As the saying goes, “all press is good press.” However, Lyman believes that when big brands make fun of what the real developers associated with this industry are trying to build, it deters and distracts from projects that truly have the potential to one day change the world for the better, adding :
“Although we need more eyes for blockchain technology, we also need more people to take it seriously. If these big brands were to back strong crypto projects instead of introducing what looks like a gimmick, then the belief and fervor for blockchain could grow.” Worldwide.”
In his opinion, most of these old-school brands have not yet fully grasped the possibilities that crypto technology presents and are therefore in it short-term. “I don’t see their efforts helping the legitimacy of the blockchain,” he said.
Hill is also of the opinion that there are certain types of support that reduce the credibility of the cryptocurrency industry in the eyes of the public. In this regard, he pointed to projects that have paid heavily for celebrity endorsements for the sole purpose of increasing token sales. That said, he noted that business adoption is fundamentally different from these ad-driven cycles, adding:
“We’re seeing real businesses, with real customers, adopting blockchain or cryptocurrency technologies to advance their business needs and improve their processes. There will be a time in the future where businesses using a blockchain-based solution on blockchain will be as common as those on the internet. Endorsement won’t be necessary because it will be an obvious business need to have some blockchain-based component.”
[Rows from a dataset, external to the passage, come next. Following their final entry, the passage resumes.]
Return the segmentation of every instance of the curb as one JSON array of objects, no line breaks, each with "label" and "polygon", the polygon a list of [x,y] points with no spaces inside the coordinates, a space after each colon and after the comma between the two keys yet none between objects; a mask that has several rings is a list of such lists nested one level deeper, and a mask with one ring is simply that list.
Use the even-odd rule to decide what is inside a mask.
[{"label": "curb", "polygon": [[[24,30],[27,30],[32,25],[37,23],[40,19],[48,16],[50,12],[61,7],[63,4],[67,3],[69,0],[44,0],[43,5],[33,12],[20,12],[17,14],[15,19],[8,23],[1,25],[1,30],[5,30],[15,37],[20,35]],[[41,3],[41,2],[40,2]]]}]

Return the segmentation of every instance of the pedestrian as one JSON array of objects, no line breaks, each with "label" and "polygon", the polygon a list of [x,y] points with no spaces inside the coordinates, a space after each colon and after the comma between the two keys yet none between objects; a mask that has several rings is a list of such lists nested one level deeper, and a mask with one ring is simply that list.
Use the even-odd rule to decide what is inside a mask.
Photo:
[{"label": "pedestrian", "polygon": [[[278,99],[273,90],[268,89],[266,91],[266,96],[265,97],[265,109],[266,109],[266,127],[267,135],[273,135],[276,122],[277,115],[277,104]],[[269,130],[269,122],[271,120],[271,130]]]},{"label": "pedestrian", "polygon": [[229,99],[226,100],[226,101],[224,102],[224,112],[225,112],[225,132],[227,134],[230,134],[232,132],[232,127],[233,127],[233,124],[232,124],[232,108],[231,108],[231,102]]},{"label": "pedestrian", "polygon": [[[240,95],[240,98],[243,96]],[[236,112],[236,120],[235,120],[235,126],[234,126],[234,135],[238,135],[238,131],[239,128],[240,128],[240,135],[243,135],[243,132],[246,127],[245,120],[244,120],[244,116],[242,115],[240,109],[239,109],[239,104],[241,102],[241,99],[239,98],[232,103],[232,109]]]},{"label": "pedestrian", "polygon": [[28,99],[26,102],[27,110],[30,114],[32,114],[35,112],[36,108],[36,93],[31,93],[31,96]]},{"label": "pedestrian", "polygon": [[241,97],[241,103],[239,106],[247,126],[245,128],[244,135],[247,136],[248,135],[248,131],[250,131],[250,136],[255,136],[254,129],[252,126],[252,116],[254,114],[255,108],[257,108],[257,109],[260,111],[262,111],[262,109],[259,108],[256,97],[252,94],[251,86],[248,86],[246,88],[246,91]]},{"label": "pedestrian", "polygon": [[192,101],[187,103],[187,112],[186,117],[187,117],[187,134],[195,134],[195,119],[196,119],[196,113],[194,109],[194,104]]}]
In Zalewski’s view, there is no such thing as “bad publicity or adoption,” at least in the grand scheme of things. He believes the mistakes of previously unrelated famous companies that don’t know the ins and outs of this space will help shape the long-term direction of the market. “The fact is that the mistakes made by these companies will allow other companies to learn and therefore enable faster and more efficient adoption.”
While there seems to be a healthy amount of debate regarding defunct brands entering the cryptocurrency fray, there is no reason to believe that consumers will instinctively trust a project like LimeWire 2.0 just because it has some historical prominence attached to it. your name. So it will be interesting to see if this trend continues for a long time, and if so, how it affects the digital asset industry in general.